As it turns out, “all the work of serving in the temple” includes its music services. We are not left to guess about the authority for the temple’s music. To understand the next references, we must move forward in history. After Solomon, the successive kings of Judah act something like a seesaw. They often swing alternately between bad kings and good kings. Bad kings destroy the worship of the true God. Then good kings must restore it. How do they go about this restoration? By trusting God enough to obey His revealed way to worship. Notice the authority behind Hezekiah’s reforms.
He [King Hezekiah] stationed the Levites in the temple of the LORD with cymbals, harps and lyres in the way prescribed by David and Gad the king’s seer and Nathan the prophet; this was commanded by the LORD through His prophets. (2 Chronicles 29:25)
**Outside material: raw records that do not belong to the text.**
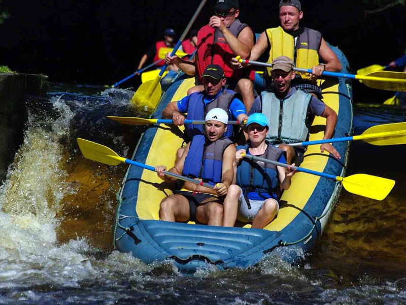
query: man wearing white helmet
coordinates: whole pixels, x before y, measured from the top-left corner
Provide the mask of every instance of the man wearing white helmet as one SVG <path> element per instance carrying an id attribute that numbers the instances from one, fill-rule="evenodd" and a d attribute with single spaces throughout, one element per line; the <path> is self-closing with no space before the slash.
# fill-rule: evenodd
<path id="1" fill-rule="evenodd" d="M 223 225 L 222 197 L 227 194 L 232 182 L 235 147 L 224 136 L 228 123 L 228 114 L 225 111 L 213 109 L 205 120 L 205 135 L 193 137 L 169 171 L 212 184 L 215 188 L 184 182 L 180 190 L 161 202 L 161 220 Z M 176 179 L 163 173 L 166 170 L 166 166 L 155 168 L 162 180 L 175 182 Z"/>

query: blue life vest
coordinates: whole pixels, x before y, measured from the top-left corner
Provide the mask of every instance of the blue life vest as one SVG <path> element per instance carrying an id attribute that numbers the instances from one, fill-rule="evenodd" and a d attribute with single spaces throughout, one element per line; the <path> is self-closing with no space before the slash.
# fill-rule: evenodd
<path id="1" fill-rule="evenodd" d="M 192 139 L 182 174 L 214 184 L 221 182 L 223 154 L 232 142 L 226 137 L 214 142 L 198 135 Z"/>
<path id="2" fill-rule="evenodd" d="M 236 149 L 245 149 L 248 152 L 249 148 L 247 144 L 237 146 Z M 283 150 L 268 145 L 263 155 L 256 157 L 277 161 L 283 153 Z M 243 189 L 244 194 L 256 192 L 258 194 L 272 194 L 279 185 L 276 165 L 247 158 L 243 158 L 237 167 L 236 178 L 237 185 Z"/>
<path id="3" fill-rule="evenodd" d="M 189 98 L 186 119 L 205 120 L 206 114 L 209 111 L 213 108 L 220 108 L 228 113 L 228 119 L 231 120 L 230 105 L 236 95 L 237 93 L 233 91 L 224 89 L 216 99 L 205 104 L 203 101 L 205 97 L 203 92 L 192 94 Z M 228 125 L 224 135 L 231 138 L 232 136 L 232 125 Z M 204 126 L 200 124 L 187 124 L 186 134 L 189 138 L 196 135 L 203 135 Z"/>

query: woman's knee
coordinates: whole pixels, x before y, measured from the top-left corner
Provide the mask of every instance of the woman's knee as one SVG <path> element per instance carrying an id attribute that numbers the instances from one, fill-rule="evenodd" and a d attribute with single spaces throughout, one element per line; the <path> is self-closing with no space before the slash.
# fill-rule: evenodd
<path id="1" fill-rule="evenodd" d="M 267 214 L 276 213 L 278 207 L 278 202 L 274 199 L 267 199 L 263 204 L 263 209 Z"/>

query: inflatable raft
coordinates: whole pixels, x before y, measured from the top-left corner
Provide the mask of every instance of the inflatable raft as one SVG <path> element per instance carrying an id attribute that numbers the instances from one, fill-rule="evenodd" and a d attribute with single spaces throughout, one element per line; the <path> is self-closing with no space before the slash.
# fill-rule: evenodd
<path id="1" fill-rule="evenodd" d="M 333 48 L 349 73 L 343 53 Z M 338 114 L 334 137 L 352 134 L 353 109 L 351 81 L 333 78 L 321 80 L 324 102 Z M 166 104 L 181 99 L 194 79 L 179 76 L 163 95 L 153 118 L 161 117 Z M 325 119 L 317 117 L 311 129 L 310 140 L 321 139 Z M 182 131 L 164 125 L 147 128 L 132 159 L 152 166 L 173 166 L 176 150 L 181 147 Z M 335 175 L 345 175 L 349 142 L 333 144 L 342 156 L 337 162 L 321 154 L 319 145 L 309 147 L 301 166 Z M 222 269 L 247 267 L 278 249 L 286 259 L 295 262 L 298 252 L 309 252 L 325 228 L 342 189 L 340 182 L 297 173 L 292 186 L 282 195 L 276 218 L 264 229 L 225 228 L 159 220 L 161 201 L 172 194 L 170 185 L 155 172 L 130 166 L 118 195 L 114 244 L 116 249 L 131 253 L 150 263 L 172 260 L 182 271 L 194 272 L 212 264 Z M 300 250 L 298 251 L 298 249 Z M 279 251 L 280 250 L 278 250 Z"/>

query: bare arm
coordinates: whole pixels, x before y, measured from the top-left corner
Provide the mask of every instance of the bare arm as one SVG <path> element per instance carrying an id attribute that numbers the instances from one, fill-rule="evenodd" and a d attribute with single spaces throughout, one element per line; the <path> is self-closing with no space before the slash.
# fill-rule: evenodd
<path id="1" fill-rule="evenodd" d="M 326 130 L 324 131 L 324 136 L 323 139 L 331 139 L 337 124 L 337 113 L 326 105 L 326 108 L 322 113 L 321 116 L 326 118 Z M 322 144 L 320 145 L 320 151 L 323 152 L 325 150 L 330 152 L 335 158 L 341 159 L 341 156 L 339 152 L 330 143 Z"/>
<path id="2" fill-rule="evenodd" d="M 168 65 L 176 65 L 188 75 L 194 76 L 196 75 L 196 66 L 193 61 L 182 59 L 176 55 L 171 57 L 171 53 L 167 53 L 165 56 L 165 63 Z"/>
<path id="3" fill-rule="evenodd" d="M 288 190 L 292 184 L 291 178 L 296 173 L 295 170 L 292 170 L 291 166 L 294 166 L 295 164 L 293 163 L 289 166 L 289 167 L 285 168 L 282 166 L 277 166 L 278 170 L 278 177 L 279 177 L 279 181 L 281 182 L 281 186 L 284 190 Z"/>
<path id="4" fill-rule="evenodd" d="M 179 112 L 178 102 L 171 102 L 162 111 L 163 118 L 172 119 L 176 126 L 183 125 L 185 122 L 185 116 Z"/>
<path id="5" fill-rule="evenodd" d="M 249 59 L 250 60 L 256 60 L 266 50 L 267 47 L 268 38 L 266 37 L 266 33 L 264 32 L 261 34 L 256 43 L 252 47 L 252 49 L 251 50 L 251 55 L 249 58 L 244 57 L 242 56 L 241 57 L 243 59 Z M 247 64 L 239 63 L 235 58 L 231 59 L 231 65 L 233 68 L 236 69 L 246 68 L 249 66 Z"/>
<path id="6" fill-rule="evenodd" d="M 324 38 L 321 39 L 319 54 L 326 64 L 326 71 L 339 72 L 343 69 L 343 67 L 341 66 L 341 63 L 337 55 L 328 46 Z"/>
<path id="7" fill-rule="evenodd" d="M 143 67 L 145 62 L 148 59 L 148 56 L 146 54 L 144 54 L 143 57 L 141 57 L 141 60 L 140 61 L 140 64 L 138 64 L 138 68 L 137 70 L 140 70 Z"/>
<path id="8" fill-rule="evenodd" d="M 217 184 L 214 190 L 220 196 L 225 196 L 234 178 L 234 159 L 235 158 L 235 146 L 229 145 L 223 155 L 221 168 L 221 183 Z"/>

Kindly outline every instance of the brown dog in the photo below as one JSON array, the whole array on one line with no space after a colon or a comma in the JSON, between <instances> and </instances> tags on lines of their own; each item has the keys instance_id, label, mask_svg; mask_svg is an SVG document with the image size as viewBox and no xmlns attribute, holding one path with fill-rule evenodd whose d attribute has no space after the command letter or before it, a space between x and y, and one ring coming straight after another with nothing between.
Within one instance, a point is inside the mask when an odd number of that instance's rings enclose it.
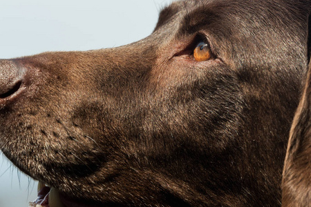
<instances>
[{"instance_id":1,"label":"brown dog","mask_svg":"<svg viewBox=\"0 0 311 207\"><path fill-rule=\"evenodd\" d=\"M311 205L311 66L295 115L283 178L283 206Z\"/></svg>"},{"instance_id":2,"label":"brown dog","mask_svg":"<svg viewBox=\"0 0 311 207\"><path fill-rule=\"evenodd\" d=\"M0 149L53 187L31 205L280 206L310 7L178 1L136 43L3 60Z\"/></svg>"}]
</instances>

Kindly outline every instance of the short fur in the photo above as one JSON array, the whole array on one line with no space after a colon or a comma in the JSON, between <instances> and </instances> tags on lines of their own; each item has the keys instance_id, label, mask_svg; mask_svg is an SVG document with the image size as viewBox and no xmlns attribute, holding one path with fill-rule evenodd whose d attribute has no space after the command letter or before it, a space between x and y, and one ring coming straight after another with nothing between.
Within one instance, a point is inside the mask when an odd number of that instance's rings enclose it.
<instances>
[{"instance_id":1,"label":"short fur","mask_svg":"<svg viewBox=\"0 0 311 207\"><path fill-rule=\"evenodd\" d=\"M0 149L100 206L281 206L310 8L177 1L140 41L3 61L24 74L18 88L2 75ZM214 59L192 59L200 41Z\"/></svg>"},{"instance_id":2,"label":"short fur","mask_svg":"<svg viewBox=\"0 0 311 207\"><path fill-rule=\"evenodd\" d=\"M282 206L311 205L311 66L296 112L286 154Z\"/></svg>"}]
</instances>

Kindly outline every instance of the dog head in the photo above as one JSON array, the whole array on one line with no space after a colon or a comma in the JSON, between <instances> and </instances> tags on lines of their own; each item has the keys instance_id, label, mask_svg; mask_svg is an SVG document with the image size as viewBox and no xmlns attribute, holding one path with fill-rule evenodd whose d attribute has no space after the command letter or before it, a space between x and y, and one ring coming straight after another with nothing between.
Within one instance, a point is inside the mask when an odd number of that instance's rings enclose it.
<instances>
[{"instance_id":1,"label":"dog head","mask_svg":"<svg viewBox=\"0 0 311 207\"><path fill-rule=\"evenodd\" d=\"M140 41L3 60L0 148L67 206L279 204L309 8L177 1Z\"/></svg>"}]
</instances>

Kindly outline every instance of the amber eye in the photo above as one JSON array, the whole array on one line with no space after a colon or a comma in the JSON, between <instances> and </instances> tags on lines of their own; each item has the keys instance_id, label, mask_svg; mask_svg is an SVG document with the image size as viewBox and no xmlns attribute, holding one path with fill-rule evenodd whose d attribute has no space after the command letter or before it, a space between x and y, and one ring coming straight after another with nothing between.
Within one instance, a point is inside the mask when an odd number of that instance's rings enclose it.
<instances>
[{"instance_id":1,"label":"amber eye","mask_svg":"<svg viewBox=\"0 0 311 207\"><path fill-rule=\"evenodd\" d=\"M209 60L211 57L209 44L204 41L200 42L194 50L194 57L197 61Z\"/></svg>"}]
</instances>

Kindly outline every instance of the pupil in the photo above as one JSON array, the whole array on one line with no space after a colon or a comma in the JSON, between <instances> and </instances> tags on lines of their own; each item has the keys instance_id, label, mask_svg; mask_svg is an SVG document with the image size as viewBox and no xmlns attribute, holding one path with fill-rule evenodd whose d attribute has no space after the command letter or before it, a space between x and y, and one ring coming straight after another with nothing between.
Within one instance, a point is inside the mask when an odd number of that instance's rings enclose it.
<instances>
[{"instance_id":1,"label":"pupil","mask_svg":"<svg viewBox=\"0 0 311 207\"><path fill-rule=\"evenodd\" d=\"M201 42L200 43L199 43L198 46L200 46L200 50L203 50L204 48L207 46L207 44L204 42Z\"/></svg>"}]
</instances>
Levitical use of instruments is “commanded by the LORD.” After Hezekiah’s time, most Israelites fail to follow the example set by David and Hezekiah. The people of Israel and Judah grow more wicked, which eventually results in their total defeat. The Babylonians destroy Jerusalem and its beautiful temple. They carry the captive Israelites into exile to distant lands. (From this sad period comes the familiar song of Psalm 137: “By the waters of Babylon, there we sat down and wept, when we remembered Zion. On the willows there we hung up our lyres.”)
After seventy years in Babylonian captivity, Jews return to their homeland to build a new temple and re-start its services. How will they go about this restoration? By applying the lesson of the exile: We had our own way and destroyed ourselves. Now, let God have His way! Let God be God!